「LCC」とは、格安航空会社(Low−Cost−Carrier)のことで、サービス・運営の簡素化や、機体の維持費・人件費の無駄を省き、航空券を格安に提供することに成功した会社を指します。オーストラリアのジェットスター航空など、少し前に日本でも話題となりました。

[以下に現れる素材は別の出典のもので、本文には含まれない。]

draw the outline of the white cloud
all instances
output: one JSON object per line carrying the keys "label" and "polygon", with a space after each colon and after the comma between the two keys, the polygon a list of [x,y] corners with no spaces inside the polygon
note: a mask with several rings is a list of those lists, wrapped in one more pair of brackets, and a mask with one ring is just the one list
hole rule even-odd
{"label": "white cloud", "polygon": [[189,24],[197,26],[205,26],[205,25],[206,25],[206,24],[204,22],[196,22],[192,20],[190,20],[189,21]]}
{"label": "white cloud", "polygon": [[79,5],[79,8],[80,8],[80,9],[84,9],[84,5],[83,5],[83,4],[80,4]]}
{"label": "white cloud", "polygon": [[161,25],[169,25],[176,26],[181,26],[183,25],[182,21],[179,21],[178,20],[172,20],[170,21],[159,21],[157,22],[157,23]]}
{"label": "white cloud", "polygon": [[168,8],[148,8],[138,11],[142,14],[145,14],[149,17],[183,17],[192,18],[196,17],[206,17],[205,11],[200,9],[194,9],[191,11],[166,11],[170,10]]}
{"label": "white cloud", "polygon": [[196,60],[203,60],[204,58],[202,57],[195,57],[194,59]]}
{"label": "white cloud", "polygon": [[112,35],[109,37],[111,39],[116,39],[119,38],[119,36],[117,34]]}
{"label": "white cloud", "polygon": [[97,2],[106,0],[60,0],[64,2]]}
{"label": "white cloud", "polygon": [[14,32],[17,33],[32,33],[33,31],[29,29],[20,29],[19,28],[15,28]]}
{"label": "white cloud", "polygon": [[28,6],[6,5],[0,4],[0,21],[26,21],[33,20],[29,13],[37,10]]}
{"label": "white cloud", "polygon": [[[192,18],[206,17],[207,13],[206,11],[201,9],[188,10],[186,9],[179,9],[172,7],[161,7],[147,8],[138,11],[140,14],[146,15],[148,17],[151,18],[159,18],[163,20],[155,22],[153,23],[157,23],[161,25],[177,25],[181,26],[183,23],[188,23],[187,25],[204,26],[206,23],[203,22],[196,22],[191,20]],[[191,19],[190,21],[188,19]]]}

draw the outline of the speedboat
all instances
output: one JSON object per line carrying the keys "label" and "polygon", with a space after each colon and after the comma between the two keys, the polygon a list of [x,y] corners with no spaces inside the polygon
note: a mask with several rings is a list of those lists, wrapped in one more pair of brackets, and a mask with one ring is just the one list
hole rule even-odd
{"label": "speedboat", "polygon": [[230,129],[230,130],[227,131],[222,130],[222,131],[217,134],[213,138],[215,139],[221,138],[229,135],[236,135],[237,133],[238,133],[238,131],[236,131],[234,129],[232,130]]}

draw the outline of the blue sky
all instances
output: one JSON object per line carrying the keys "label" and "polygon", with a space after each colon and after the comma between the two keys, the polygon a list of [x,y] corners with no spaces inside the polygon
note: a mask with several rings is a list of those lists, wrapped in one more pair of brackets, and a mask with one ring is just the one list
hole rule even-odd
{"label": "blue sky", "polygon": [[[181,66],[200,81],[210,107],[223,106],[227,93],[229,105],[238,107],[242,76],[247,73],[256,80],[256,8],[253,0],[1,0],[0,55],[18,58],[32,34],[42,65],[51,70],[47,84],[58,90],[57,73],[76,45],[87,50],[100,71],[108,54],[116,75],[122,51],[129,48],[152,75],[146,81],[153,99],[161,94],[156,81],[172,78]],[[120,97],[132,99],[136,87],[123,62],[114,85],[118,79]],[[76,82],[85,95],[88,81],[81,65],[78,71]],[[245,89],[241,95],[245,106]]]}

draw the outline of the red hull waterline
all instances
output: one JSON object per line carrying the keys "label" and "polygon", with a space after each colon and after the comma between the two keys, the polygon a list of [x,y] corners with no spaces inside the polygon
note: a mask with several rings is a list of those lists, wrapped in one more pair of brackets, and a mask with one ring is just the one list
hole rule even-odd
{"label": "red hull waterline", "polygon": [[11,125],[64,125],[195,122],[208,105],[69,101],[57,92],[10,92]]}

以前は航空会社間に、航空券の価格の取り決め(カルテル)があり、航空券はある一定の値段が決まっていました。しかし航空業界の規制緩和・自由化により、破格の値段で航空券を売り出したLCCが登場。これにより航空会社間の競争や、世界規模での合併・淘汰が行われていて、今後さらにLCCの業界内でのシェアは増えていくと言われています。
例えば、大手航空会のJALの公式ホームページにて、正規に大阪−ケアンズ間の往復航空券(6月末発)を購入すると、エコノミークラスで約22万円(燃油サーチャージ代は除く)になるのに対し、ジェットスター航空ではエコノミークラス約3万円、ビジネスクラスであっても約10万円(ともに燃油サーチャージ代は除く)で購入することができます。
ここまで安くなってしまうと安全性は大丈夫なのか、と逆に不安になってしまいますが、もちろんメンテナンスや飛行上の安全性は守られています。では具体的にどのような部分でコスト削減を行っているのかというと、「無駄を省き、効率を重視する」、一般企業では常に求められているようなことをやっています。
まずパイロットやキャビンアテンダントの教育にかかるコストや、お給料などの人件費を最小限に抑え、同機種の機体を大量に購入し整備を共有化・メンテナンスの効率を良くする、大都市周辺の混雑しない・利用料の安い空港に乗り入れる(例えば上海から茨城空港への離発着)、機内食や飲み物・サービスの有料化、座席の増量・自由席化・・などなどです。
こういった部分でのコストをコツコツと削減してくれたことで、私たち旅行者に格安航空券を提供することができるようになりました。